The rise in Eurozone yields comes after the release of economic data in the US on Monday that cast doubt on the Federal Reserve's ability to deliver three interest rate cuts this year, as some had previously anticipated. This data, interpreted as signaling continued economic strength in the US, bolstered the case for the Fed maintaining a tightening monetary policy stance.
The ripple effect from the US market quickly reached Europe. Investors in the Eurozone, closely watching developments across the Atlantic, began to adjust their own expectations for the European Central Bank's (ECB) monetary policy path. The ECB is facing similar inflationary pressures as the Fed, albeit with some regional variations.
Recent hawkish remarks by ECB officials, emphasizing the need for further rate hikes to combat inflation, further fueled the yield rise in the Eurozone.
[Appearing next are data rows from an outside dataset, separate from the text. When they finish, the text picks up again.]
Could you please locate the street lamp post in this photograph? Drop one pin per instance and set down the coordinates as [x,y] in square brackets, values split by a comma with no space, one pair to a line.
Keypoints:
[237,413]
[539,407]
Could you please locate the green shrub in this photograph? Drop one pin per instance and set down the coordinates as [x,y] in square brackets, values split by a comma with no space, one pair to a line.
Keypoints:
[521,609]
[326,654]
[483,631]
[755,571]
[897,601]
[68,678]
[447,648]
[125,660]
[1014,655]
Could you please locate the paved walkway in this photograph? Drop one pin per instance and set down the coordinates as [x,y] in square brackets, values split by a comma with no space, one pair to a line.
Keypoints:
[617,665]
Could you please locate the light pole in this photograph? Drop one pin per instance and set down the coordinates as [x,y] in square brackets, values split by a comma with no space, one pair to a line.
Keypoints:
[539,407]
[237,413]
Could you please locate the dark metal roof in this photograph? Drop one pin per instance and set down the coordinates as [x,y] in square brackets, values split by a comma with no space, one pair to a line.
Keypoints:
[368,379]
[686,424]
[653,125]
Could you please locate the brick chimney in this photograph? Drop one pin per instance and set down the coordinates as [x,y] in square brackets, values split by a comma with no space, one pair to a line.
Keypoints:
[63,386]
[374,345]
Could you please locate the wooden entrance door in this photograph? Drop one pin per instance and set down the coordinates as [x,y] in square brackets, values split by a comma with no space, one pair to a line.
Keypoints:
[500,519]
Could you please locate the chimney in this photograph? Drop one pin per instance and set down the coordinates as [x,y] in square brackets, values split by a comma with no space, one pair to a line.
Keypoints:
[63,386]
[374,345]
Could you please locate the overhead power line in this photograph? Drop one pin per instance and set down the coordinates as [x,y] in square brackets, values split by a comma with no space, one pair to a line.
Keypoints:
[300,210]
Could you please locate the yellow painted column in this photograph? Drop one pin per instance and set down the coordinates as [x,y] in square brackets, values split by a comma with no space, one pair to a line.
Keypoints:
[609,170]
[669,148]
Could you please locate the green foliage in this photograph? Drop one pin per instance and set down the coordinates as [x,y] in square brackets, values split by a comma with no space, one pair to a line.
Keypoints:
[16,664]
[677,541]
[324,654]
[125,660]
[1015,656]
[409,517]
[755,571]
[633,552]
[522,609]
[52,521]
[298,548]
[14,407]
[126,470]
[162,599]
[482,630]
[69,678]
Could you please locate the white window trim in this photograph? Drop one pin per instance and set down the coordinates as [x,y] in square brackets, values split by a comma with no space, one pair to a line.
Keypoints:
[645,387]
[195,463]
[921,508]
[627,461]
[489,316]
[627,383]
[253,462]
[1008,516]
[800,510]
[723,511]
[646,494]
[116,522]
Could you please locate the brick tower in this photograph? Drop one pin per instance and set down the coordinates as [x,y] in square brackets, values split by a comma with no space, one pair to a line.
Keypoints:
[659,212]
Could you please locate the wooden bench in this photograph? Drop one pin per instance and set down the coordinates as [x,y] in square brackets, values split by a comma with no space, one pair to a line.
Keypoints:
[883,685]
Joachim Nagel, president of Germany's central bank, the Bundesbank, argued on Tuesday that the ECB would need to raise rates "several" more times. This aligns with comments from ECB Chief Economist Philip Lane earlier this week, who acknowledged persistent underlying inflationary pressures.
The most notable movement was in Germany's 10-year yield, the benchmark for the Eurozone. It climbed 1.5 basis points to 2.50%, on track for a weekly rise of 8 basis points. This indicates that investors are demanding a higher return on their investment in Eurozone government bonds, reflecting their revised assessment of future interest rates.
The repricing of interest rate expectations wasn't entirely one-sided. Concerns surrounding the US debt ceiling negotiations, which had temporarily driven investors towards safe-haven assets like Eurozone bonds, eased somewhat. This offered a temporary countervailing force to the upward pressure on yields.
However, the dominant narrative remained the convergence of Eurozone and US monetary policy expectations. The market is now pricing in a more aggressive tightening path for the ECB, with November 2023 ECB euro short-term rate (ESTR) forwards rising to 3.72%. This implies market anticipation of a deposit facility rate at the ECB reaching 3.82% by year-end.
The ongoing situation in Ukraine and its potential impact on both the US and European economies remains a wild card. While the war has disrupted supply chains and contributed to inflationary pressures, its long-term economic consequences are still uncertain. This uncertainty could lead to further volatility in bond markets in the coming months.